Media analyses can also be used on fiction-based media to explore certain themes and messages – a classic example would be examining violence in children’s television.
“The impact [of an individual source] may not be that great, but you have this model,” says David Altheide, who helped develop the modern qualitative media analysis. “If someone’s getting a lot of information about X looking at these kinds of things, what would they feel and see?”
Quantitative or qualitative?
There are two types of media analysis – quantitative and qualitative – and the difference between the two is immediately apparent in their names. Quantitative studies involve methodically selecting sources and counting words, phrases and names. Qualitative studies, on the other hand, involve reading through vast numbers of sources and gradually whittling down until you’re thoroughly analyzing a representative handful.
A qualitative analysis might start with reading a thousand articles. With no preconceived categories or questions, you simply immerse yourself in the documents. That gives you an idea of what themes are important, and that’s where the “protocol” comes in. A protocol is a list of questions informed by your understanding, which will help you seek out the most relevant data in analyzing your sources.
Then you’ll examine those documents to answer the questions in your protocol, making special note of any exceptional documents. Those may be particularly representative of a specific attitude, or they may deviate from the norm. After this, you essentially repeat the process, revising your protocol to more accurately refine your results and sources, possibly using theoretical sampling to find sources which contrast with or expand on ideas your initial sources may have only touched on.
“You immerse yourself, get a feel for it, and then get more systematic and play out the nuances,” says Altheide.
Ultimately you’ve refined your sources and protocol and collected data using them, comparing and contrasting to create a real picture of how the media treats the topic you’re studying. You have examples of the most typical and atypical, most emotional and even sensational documents which you can quote. This is where you may divide and combine your sources to see if different media outlets are associated with different themes.
In contrast, a quantitative study is performed using the classic scientific method. You develop a hypothesis and methodically select your sources. For instance, you may choose to analyze all newspaper articles in one newspaper over the course of a month, or you may choose to analyze all newspapers covering a certain event in two newspapers during the same time period.
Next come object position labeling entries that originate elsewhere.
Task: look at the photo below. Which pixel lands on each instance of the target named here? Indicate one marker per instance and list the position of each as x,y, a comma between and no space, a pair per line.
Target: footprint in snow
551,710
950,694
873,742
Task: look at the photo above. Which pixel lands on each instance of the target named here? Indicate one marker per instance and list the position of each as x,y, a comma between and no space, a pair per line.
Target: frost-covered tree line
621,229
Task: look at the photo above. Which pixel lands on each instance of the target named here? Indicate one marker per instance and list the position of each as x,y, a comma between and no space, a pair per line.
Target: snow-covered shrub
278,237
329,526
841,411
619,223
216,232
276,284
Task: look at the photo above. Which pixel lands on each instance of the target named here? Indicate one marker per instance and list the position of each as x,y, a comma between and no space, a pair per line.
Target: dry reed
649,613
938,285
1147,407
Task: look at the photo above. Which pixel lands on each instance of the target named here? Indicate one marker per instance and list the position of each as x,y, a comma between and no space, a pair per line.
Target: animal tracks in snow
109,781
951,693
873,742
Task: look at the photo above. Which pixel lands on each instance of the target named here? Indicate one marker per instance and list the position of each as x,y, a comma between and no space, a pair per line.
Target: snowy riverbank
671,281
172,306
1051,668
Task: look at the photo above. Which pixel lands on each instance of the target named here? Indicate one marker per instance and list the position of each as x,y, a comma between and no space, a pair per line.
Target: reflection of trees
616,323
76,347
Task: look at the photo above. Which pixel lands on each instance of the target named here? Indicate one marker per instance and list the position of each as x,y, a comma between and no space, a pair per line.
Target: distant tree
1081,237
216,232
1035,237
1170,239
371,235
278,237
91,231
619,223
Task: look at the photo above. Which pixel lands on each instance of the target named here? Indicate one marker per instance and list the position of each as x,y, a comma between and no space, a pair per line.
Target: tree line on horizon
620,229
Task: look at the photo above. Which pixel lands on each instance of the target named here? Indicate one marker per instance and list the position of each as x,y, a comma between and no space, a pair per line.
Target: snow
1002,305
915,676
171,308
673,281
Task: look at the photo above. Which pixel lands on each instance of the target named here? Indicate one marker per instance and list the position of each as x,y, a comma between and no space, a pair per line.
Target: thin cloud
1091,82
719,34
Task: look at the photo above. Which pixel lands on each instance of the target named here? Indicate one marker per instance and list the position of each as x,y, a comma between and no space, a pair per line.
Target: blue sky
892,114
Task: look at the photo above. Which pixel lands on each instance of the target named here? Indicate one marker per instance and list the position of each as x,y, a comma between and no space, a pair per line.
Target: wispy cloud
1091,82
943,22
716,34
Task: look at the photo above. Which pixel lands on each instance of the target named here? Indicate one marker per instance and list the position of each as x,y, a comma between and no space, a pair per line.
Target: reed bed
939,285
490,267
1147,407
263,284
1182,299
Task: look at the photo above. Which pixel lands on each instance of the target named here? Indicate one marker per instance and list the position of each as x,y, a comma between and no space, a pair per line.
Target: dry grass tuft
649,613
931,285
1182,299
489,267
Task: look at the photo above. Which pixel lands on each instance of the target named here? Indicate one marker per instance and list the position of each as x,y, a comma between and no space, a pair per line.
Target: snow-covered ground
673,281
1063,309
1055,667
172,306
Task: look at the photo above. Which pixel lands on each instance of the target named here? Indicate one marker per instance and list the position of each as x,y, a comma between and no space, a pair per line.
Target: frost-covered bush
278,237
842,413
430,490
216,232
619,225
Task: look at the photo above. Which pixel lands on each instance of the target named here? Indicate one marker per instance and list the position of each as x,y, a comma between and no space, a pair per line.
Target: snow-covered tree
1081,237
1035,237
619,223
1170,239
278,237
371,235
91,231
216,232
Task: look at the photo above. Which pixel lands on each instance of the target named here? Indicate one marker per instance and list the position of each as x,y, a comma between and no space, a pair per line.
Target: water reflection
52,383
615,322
You’ll then create categories of things to count – such as the number of times a certain public figure is named, or specific words are used – and read through your sources counting those words or categories. Try using EndNote’s grouping options to make this process a little bit easier – especially smart groups which allow you to sort references automatically based on keyword rules. This will give you statistical evidence to help you either accept or reject your hypothesis.
Either type of analysis could be used effectively, and many studies will use aspects of both types. A qualitative analysis may still benefit from some counting of words, and a quantitative analysis may require some reading of sources beforehand to give context to your hypothesis. In fact, Altheide argues that they can benefit from each other.
“My contention has been that after you do a study like this, then you’re ready to do a really meaningful, large quantitative study if you want, because you’ve got the terms pinned down and are more comfortable in the concepts,” he says.